Lapatinib, a dual tyrosine kinase inhibitor targeting the epidermal growth factor receptor (EGFR) and human epidermal growth factor receptor 2 (HER-2), is prescribed for the treatment of patients with metastatic breast cancer overexpressing HER-2. Involvement of this drug in pulmonary carcinogenesis has been poorly investigated. We used murine models suitable to evaluate cigarette smoke-related molecular and histopathological alterations. A total of 481 Swiss H mice were used. The mice were exposed to mainstream cigarette smoke (MCS) during the first four months of life. After 10 weeks, MCS caused an elevation of bulky DNA adducts, oxidative DNA damage and an extensive downregulation of microRNAs in lung. After four months, an increase in micronucleus frequency was observed in peripheral blood erythrocytes. After 7.5 months, histopathological alterations were detected in the lung, also including benign tumors and malignant tumors, and in the urinary tract. A subchronic toxicity study assessed the non-toxic doses of lapatinib, administered daily with the diet after weaning. After 10 weeks, lapatinib significantly attenuated the MCS-related nucleotide changes and upregulated several low-intensity microRNAs in lung. The drug poorly affected the MCS systemic genotoxicity and had modest protective effects on MCS-induced preneoplastic lesions in lung and kidney, when administered under conditions that temporarily mimicked interventions either in current smokers or ex-smokers. On the other hand, it caused some toxicity to the liver.
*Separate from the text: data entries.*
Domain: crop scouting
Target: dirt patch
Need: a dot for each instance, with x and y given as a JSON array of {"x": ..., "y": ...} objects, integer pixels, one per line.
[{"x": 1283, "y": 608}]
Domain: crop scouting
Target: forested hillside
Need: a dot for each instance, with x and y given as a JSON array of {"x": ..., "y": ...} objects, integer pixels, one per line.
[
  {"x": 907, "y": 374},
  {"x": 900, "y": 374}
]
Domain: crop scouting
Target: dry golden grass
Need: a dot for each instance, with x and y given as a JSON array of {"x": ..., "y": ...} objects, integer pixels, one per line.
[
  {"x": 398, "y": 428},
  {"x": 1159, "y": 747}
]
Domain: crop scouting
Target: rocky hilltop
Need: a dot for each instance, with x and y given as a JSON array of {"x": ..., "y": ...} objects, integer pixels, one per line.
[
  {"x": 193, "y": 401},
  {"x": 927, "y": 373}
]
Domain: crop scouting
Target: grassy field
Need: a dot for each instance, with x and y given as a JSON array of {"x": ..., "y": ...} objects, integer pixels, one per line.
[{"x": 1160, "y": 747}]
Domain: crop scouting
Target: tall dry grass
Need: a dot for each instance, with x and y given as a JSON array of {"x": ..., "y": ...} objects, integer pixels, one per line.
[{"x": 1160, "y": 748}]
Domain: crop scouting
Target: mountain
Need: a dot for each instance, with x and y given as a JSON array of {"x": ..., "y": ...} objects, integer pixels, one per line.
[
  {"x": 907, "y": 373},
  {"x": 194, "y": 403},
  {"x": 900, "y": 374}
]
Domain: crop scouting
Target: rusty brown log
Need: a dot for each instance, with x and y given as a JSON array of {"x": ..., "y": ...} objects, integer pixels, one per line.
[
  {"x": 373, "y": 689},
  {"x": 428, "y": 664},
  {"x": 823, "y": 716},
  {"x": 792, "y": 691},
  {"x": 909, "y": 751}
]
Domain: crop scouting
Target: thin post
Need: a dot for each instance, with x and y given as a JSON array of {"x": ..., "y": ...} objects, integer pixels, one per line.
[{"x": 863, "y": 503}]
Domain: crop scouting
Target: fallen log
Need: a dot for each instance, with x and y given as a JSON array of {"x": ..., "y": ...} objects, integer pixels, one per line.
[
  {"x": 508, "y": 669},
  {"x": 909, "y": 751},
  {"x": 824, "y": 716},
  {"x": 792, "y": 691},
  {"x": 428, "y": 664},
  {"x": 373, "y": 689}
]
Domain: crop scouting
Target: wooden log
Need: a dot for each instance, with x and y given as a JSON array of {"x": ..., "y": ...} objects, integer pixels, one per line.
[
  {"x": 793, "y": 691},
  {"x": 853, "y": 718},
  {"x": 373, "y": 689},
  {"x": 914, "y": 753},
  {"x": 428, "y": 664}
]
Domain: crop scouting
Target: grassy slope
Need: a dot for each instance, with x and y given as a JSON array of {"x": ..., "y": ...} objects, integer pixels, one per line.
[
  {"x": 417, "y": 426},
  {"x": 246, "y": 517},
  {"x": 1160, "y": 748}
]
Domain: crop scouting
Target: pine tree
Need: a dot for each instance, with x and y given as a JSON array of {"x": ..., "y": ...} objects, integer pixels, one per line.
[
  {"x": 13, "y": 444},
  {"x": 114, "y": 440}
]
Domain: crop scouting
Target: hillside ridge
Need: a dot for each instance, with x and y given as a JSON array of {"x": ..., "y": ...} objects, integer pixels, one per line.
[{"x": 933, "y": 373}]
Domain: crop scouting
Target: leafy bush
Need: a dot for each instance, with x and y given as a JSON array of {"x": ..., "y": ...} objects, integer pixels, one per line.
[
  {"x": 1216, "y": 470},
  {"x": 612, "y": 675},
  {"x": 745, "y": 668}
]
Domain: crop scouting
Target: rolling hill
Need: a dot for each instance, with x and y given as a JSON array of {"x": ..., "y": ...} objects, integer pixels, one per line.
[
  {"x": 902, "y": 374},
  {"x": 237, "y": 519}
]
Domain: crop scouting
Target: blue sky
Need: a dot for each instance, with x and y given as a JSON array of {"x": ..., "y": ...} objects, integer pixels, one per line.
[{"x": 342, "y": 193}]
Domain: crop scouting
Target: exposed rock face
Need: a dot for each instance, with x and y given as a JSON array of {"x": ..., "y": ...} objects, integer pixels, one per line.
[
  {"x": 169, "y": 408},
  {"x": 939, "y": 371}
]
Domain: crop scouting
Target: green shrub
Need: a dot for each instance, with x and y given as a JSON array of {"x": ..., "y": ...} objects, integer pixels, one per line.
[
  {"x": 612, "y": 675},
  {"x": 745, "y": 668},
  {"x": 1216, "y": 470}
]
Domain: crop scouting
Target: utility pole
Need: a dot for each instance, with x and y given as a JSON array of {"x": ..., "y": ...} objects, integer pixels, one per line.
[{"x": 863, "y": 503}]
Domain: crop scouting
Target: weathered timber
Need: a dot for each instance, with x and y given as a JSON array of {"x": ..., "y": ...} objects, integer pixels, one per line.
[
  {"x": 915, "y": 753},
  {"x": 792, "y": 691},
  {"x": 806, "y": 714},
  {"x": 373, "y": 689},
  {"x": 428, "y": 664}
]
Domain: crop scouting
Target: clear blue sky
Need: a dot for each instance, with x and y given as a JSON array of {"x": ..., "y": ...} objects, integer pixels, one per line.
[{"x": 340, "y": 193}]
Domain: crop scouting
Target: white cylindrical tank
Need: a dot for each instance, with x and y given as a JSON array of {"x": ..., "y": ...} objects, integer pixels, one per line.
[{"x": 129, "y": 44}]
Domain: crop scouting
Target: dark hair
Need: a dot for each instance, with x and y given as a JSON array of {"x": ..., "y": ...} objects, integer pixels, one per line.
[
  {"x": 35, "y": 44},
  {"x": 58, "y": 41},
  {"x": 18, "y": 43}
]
Thus, on the whole, lapatinib appears to have a low impact in the smoke-related lung carcinogenesis models used, especially in terms of tumorigenic response.

Fig. 1.

Scatter-plots relating the expression of 1135 pulmonary miRNAs, as evaluated by microarray analysis, in mice receiving dietary lapatinib with that of sham-exposed mice (A), in MCS-exposed mice compared with sham-exposed mice (B), and in MCS-exposed mice treated with lapatinib with MCS-exposed mice in the absence of the drug (C). Each dot represents a miRNA, whose expression intensity can be inferred from the position on the x and y axes. The central diagonal lines indicate equivalence in the intensity of miRNA expression in the mice treated as indicated in the x and y axes. The outer diagonal lines indicate 2-fold differences in miRNA expression between the indicated treatments. The dots falling in the upper left areas refer to miRNAs whose expression was >2-fold higher in the mice treated as indicated in the y axis, whereas the dots falling in the bottom right areas refer to miRNAs whose expression was >2-fold higher in the mice treated as indicated in the x axis.

Fig. 2.

Bidimensional principal component analysis showing the allocation of sham-exposed mice, lapatinib-treated mice, MCS-exposed mice, and MCS-exposed mice treated with lapatinib according to the overall expression of 1135 pulmonary miRNAs.